I followed the link and found the following chart, which better expresses the optimistic view I try to focus on:


The odds are what they are, but I don't see any zeros.

Having confronted the numbers in this dark way, Angie and I have had many difficult talks regarding a less-than-optimistic outcome for me. "Hope and pray for the best, but prepare for the worst", so to speak. It isn't the most enjoyable exercise, but it's not something that scares me at this point -- Angie is a different story. We'll keep at it; it would be good if I could put my procrastination off a bit though.

On Friday I had my second chemo. This one went much like the first, with me napping through most of it. The staff is friendly and fun, so it's not an unpleasant experience. Afterwards I wasn't as tired as the first time around, but maybe that's because I had some idea now of what to expect. Saturday I may have been a little bit too much "business as usual" because I was pretty worn out on Sunday.

Going back to a moment before Tuesday's appointment last week, my hair had begun falling out in clumps. It continued, and by the end of the week what was left was looking pretty ratty.

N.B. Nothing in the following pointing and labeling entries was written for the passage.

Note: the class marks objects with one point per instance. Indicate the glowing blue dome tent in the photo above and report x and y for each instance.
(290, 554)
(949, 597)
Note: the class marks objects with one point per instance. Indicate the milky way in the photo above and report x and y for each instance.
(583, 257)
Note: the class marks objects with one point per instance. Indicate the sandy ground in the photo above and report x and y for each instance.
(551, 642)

So I decided to go for a mohawk with the hair I had left. I think it turned out pretty nice -- Heather said she really likes it.

Sunday, February 15, 2009

Maintaining the Status Quo

I suppose I should have posted some sort of an update a while ago, but [insert lame excuse here]. Here's how things have gone since my first chemo session.

Friday, Jan. 30th I was pretty much just taking it all in and being tired. Saturday I didn't know how I should be feeling either, so I was dragging quite leisurely. Sunday was the Super Bowl, and Angie and I enjoyed the game.

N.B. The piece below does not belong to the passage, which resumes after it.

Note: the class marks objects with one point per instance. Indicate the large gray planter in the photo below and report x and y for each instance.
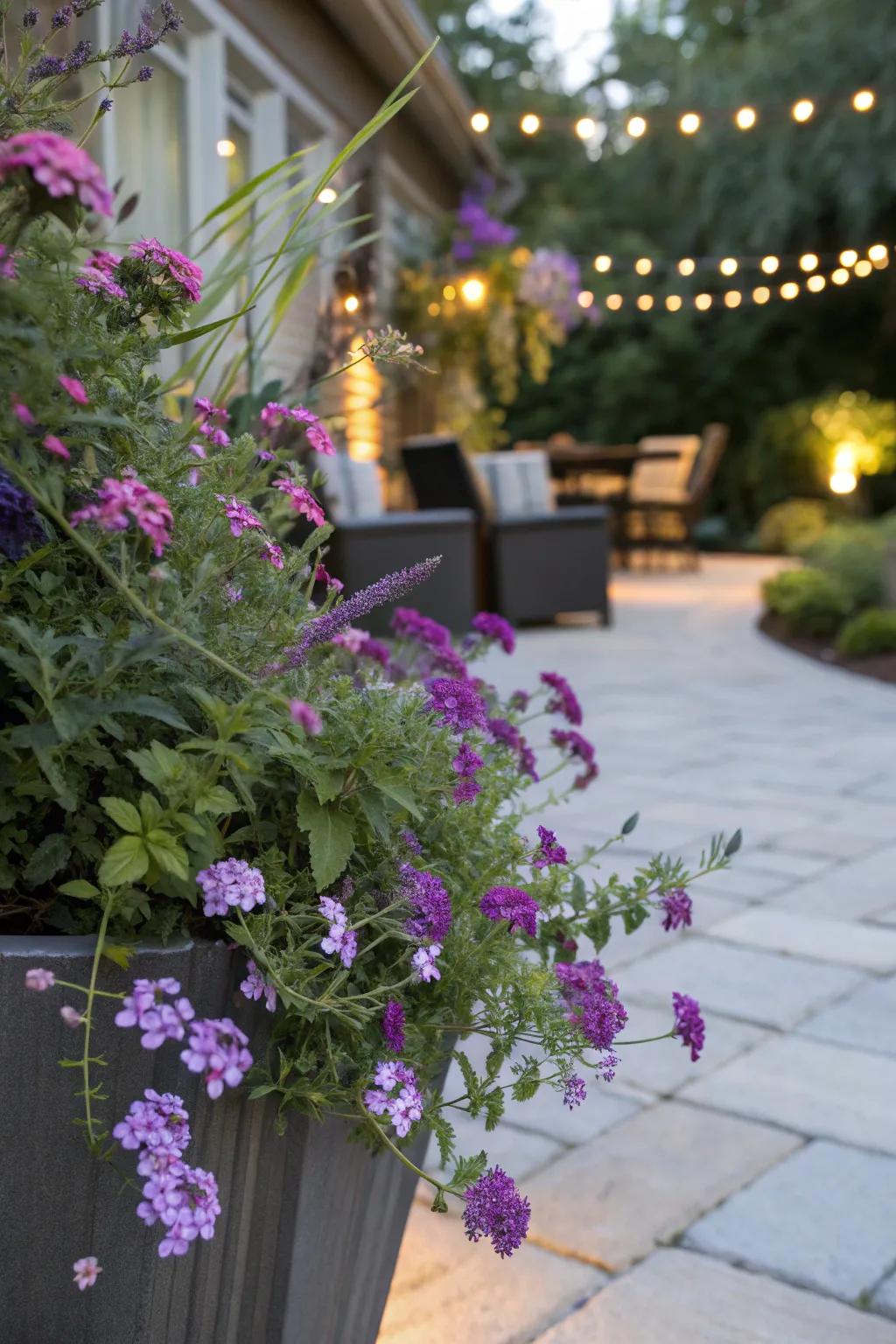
(311, 1225)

Monday I was headed to work, but I wasn't sure how that would go. By 3ish that day, I was feeling pretty worn out; I stayed until about 4:30. One of the reasons I left early was that in addition to being tired, darkness still arrived by 5:30 (I think). Since I have always gotten quite tired when driving at dusk, I figured it was in my best interest to duck out a bit early.

This first work week I was going to bed about 8 o'clock. There I'd flip channels and feel pretty worn out. I wouldn't be awake as late as "usual", probably falling asleep before 11. As the days wore on, things slowly returned to my normal. I was eating pretty much the same thing I'd had previously, and didn't have any nausea.

And so it has been. I've been doing good ol' dull and boring stuff like trying to prepare my taxes, framing and hanging pictures, and basically going about things pretty much how I had done before. I've been trying to figure out some Facebook stuff as well: picture uploading and what-not.

More or less, that is my lame excuse from above. There has been nothing really interesting to post about.

Update: Or, oops I forgot...

We did have a very nice Valentine's Day. I ordered take-out from the Texas Roadhouse. For the occasion I even cleaned up with a haircut and a shave (my hair hasn't fallen out yet, but a shave now lasts for days and days).

The food was excellent, and I shielded Angie from the feeling of being herded like cattle in the restaurant. We were both still full from those delicious steaks at least 6 hours later.